L'enquête sur l'assassinat d'un prêtre dans une église en France a progressé hier, avec l'identification formelle du deuxième tueur, récemment fiché pour radicalisation, alors que l'opposition de droite accentue ses accusations de laxisme à l'égard du gouvernement socialiste.

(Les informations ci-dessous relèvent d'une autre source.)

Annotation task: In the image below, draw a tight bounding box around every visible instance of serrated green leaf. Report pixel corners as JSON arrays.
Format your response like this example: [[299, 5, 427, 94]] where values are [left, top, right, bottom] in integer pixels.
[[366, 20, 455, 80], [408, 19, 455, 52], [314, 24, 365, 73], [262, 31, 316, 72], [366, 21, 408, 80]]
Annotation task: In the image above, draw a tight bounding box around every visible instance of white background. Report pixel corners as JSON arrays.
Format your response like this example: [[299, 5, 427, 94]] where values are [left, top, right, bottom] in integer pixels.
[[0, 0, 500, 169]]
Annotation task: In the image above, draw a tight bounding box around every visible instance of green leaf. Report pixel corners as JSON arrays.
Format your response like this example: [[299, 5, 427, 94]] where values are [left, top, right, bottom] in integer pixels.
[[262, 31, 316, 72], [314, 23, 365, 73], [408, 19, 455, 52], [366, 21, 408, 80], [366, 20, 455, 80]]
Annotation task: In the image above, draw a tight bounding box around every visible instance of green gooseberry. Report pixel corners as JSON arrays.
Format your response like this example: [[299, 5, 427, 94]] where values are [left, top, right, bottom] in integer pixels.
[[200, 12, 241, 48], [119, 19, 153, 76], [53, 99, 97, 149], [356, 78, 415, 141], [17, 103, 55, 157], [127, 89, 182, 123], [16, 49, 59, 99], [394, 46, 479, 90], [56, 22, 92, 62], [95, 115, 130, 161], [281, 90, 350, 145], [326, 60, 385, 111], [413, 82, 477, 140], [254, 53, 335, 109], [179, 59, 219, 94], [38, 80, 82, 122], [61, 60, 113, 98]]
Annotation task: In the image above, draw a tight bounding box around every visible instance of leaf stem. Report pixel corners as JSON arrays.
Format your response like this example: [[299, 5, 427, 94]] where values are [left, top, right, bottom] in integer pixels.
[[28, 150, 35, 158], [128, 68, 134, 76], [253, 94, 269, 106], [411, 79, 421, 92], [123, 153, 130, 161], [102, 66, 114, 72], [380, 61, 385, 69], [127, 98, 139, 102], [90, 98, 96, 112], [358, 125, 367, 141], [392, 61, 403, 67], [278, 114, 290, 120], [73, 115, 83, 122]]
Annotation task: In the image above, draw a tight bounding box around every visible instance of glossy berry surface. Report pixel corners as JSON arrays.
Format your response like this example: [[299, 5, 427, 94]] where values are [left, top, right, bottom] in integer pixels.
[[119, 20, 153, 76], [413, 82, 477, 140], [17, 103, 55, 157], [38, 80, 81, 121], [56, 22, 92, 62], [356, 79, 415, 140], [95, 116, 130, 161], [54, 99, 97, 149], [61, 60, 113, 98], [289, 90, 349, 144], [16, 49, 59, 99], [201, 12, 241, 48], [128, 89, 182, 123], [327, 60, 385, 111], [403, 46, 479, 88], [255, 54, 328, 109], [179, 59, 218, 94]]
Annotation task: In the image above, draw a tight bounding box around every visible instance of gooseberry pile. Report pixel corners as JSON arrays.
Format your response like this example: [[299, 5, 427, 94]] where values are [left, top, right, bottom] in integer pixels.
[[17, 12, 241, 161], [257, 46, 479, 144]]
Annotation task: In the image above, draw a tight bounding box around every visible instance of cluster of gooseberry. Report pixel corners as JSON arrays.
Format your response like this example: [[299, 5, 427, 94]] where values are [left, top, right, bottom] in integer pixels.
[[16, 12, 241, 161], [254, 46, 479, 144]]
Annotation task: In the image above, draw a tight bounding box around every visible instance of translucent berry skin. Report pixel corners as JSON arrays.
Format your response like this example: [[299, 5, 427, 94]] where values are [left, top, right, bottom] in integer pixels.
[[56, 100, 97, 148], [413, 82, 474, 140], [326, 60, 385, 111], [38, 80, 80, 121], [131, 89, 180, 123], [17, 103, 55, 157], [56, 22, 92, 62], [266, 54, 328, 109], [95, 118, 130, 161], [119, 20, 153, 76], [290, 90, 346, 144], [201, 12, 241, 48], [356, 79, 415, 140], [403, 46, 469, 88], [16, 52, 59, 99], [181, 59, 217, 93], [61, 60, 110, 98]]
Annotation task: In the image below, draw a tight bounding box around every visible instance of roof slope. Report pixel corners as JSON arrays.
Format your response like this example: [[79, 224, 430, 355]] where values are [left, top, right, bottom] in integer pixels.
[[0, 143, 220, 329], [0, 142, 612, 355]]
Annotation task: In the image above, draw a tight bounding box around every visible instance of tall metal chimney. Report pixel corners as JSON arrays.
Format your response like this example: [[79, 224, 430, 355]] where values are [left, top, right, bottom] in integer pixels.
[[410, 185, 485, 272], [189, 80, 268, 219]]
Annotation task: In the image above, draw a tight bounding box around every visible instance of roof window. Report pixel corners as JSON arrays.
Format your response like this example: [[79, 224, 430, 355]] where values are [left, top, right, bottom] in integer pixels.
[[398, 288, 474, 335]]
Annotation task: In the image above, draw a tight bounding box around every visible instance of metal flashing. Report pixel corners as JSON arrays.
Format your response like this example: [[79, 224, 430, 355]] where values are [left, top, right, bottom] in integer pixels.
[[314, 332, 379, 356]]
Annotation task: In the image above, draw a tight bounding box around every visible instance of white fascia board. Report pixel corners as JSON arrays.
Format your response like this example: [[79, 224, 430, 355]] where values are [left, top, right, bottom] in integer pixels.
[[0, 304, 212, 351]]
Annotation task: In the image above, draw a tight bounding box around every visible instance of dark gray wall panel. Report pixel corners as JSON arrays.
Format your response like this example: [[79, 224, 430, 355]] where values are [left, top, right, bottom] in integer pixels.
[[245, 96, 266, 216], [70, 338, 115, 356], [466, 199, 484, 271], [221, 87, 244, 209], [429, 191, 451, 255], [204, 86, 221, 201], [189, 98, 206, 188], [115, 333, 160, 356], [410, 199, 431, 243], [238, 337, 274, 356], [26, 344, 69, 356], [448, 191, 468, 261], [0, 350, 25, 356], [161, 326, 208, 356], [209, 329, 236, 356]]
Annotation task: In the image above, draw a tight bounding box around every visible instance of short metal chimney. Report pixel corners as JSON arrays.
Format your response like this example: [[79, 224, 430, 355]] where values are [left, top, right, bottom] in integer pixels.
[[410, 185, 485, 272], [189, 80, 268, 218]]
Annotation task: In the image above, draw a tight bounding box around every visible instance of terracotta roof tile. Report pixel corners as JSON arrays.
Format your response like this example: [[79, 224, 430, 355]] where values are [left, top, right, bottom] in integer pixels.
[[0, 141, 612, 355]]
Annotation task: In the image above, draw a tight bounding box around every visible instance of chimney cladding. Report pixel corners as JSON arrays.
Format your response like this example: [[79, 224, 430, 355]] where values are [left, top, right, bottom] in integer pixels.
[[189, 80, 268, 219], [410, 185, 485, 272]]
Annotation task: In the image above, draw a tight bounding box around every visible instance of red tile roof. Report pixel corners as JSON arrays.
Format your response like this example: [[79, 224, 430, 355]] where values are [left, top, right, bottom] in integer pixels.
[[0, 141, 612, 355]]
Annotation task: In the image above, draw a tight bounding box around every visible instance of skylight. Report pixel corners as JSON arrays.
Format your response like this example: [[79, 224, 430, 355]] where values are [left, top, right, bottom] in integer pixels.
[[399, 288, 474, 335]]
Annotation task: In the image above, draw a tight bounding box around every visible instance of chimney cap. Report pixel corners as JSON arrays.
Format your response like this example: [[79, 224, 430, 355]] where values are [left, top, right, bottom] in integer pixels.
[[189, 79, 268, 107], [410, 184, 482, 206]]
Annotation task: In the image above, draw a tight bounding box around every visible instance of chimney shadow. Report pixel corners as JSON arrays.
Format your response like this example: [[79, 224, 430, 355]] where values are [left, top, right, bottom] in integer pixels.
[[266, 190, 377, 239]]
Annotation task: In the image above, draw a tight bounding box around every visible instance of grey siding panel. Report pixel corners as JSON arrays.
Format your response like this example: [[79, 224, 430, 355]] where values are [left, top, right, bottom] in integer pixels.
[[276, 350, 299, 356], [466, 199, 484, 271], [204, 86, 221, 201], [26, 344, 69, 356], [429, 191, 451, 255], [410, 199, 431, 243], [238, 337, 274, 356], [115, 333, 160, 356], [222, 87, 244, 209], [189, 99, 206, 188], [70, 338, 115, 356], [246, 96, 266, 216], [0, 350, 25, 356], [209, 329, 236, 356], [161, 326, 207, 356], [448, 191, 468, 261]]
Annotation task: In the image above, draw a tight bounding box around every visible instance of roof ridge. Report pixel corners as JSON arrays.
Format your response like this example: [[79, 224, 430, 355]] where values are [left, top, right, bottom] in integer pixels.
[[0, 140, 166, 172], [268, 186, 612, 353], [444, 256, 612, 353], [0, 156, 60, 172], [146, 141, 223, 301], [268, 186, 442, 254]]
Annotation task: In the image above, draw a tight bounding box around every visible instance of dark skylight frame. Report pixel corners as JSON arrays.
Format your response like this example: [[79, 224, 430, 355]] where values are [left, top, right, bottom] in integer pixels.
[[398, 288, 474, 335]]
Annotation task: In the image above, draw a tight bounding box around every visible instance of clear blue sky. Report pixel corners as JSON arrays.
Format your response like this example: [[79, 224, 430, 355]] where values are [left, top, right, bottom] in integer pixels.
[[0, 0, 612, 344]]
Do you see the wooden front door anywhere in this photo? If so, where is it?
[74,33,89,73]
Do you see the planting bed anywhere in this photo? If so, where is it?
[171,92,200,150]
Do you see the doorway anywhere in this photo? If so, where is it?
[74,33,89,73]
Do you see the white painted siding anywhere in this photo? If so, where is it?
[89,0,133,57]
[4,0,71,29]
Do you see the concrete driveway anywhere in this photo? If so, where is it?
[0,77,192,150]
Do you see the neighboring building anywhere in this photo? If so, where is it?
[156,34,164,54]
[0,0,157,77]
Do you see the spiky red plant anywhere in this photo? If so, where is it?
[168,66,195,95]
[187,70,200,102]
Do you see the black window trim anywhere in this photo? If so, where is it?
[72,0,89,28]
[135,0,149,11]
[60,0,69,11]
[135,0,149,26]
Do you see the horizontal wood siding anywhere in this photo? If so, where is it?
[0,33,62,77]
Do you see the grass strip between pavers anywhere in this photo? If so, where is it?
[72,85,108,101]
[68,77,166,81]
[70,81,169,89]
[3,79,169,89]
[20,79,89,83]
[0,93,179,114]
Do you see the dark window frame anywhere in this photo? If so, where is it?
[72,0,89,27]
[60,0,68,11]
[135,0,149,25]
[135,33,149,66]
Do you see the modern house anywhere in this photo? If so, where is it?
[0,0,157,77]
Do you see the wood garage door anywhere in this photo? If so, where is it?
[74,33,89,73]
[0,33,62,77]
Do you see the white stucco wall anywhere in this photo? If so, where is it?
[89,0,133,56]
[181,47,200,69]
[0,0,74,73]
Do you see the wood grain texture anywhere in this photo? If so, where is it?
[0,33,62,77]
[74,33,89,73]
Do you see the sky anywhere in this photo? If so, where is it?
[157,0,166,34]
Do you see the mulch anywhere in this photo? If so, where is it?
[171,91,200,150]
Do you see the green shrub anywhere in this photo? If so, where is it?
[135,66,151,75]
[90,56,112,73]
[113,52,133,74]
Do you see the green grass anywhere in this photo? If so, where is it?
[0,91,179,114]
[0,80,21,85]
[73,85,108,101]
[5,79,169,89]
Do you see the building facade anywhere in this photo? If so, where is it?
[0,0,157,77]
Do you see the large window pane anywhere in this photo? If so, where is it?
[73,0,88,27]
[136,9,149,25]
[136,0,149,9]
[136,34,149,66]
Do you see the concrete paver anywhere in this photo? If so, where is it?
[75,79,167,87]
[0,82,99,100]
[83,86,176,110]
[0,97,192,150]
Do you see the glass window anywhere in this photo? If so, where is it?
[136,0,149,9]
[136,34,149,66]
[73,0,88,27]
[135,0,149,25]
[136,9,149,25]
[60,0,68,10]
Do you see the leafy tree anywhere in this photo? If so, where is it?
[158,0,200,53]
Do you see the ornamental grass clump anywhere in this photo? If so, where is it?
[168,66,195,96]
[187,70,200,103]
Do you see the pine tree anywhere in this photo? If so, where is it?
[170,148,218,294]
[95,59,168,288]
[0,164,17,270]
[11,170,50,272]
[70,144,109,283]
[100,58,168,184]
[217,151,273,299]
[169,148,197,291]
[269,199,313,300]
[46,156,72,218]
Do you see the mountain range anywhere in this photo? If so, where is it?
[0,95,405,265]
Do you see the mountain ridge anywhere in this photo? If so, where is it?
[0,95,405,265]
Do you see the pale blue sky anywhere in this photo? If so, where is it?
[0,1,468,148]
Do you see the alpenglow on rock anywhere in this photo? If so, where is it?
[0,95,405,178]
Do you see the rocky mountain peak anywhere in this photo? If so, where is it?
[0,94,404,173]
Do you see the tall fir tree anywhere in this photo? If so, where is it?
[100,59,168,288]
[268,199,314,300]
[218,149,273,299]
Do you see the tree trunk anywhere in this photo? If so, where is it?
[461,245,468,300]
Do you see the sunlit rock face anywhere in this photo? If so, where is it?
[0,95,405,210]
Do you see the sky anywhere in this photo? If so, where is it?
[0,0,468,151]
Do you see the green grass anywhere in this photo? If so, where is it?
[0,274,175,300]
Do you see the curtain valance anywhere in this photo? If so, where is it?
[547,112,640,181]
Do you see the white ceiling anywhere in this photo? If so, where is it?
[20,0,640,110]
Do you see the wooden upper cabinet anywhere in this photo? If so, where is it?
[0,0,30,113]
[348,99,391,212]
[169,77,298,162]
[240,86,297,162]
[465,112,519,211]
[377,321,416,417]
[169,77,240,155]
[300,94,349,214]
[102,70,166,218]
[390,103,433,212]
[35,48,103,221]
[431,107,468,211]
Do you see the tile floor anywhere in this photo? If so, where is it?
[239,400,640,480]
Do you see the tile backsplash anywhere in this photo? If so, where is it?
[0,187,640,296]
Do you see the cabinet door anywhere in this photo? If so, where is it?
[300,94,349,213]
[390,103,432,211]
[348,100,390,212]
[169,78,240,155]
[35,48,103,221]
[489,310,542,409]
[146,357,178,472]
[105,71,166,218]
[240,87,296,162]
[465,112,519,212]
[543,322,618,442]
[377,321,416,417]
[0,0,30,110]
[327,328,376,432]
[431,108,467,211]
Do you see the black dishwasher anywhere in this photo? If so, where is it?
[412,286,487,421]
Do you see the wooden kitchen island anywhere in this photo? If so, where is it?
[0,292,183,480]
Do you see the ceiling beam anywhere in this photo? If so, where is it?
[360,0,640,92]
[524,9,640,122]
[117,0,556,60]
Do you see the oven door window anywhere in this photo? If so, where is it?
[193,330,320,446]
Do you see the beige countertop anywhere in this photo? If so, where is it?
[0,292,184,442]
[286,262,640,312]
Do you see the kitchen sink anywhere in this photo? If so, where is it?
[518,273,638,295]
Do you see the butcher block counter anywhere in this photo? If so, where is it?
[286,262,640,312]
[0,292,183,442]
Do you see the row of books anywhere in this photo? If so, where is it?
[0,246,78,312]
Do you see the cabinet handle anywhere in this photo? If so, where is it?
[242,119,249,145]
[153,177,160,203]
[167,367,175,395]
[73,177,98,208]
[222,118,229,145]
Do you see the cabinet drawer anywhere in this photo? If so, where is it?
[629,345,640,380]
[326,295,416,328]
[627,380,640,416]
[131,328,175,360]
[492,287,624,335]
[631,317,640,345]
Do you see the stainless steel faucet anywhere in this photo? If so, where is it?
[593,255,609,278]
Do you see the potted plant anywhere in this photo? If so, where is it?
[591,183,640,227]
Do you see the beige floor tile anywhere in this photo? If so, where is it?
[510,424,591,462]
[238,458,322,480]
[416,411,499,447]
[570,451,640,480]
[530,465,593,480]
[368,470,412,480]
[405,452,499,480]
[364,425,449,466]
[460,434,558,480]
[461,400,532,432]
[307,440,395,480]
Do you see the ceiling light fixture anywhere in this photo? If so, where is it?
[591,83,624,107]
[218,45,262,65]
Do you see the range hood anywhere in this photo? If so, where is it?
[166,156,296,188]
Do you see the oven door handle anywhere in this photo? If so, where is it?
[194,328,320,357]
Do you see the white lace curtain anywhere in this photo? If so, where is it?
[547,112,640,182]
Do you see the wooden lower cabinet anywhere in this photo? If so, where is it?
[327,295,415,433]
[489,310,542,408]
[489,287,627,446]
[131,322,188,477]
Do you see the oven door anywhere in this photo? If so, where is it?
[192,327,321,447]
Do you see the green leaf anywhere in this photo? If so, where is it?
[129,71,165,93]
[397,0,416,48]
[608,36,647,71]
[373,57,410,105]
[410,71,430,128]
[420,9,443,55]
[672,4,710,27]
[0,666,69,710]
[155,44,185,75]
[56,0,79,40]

Selon le parquet de Paris, les enquêteurs ont formellement identifié Abdel Malik Petitjean (19 ans) comme étant la deuxième personne impliquée dans l'égorgement, mardi, du père Jacques Hamel (86 ans), tué pendant qu'il célébrait la messe dans son église de Saint-Étienne-du-Rouvray, dans le nord-ouest du pays. Ce jeune Français n'avait jamais été condamné, mais il était fiché depuis le 29 juin pour radicalisation, après avoir tenté de rejoindre la Syrie via la Turquie. Trois personnes de son entourage familial ont été arrêtées, selon une source proche de l'enquête, de même qu'un autre jeune Français également fiché par les renseignements, qui s'était rendu avec lui en Turquie le 10 juin.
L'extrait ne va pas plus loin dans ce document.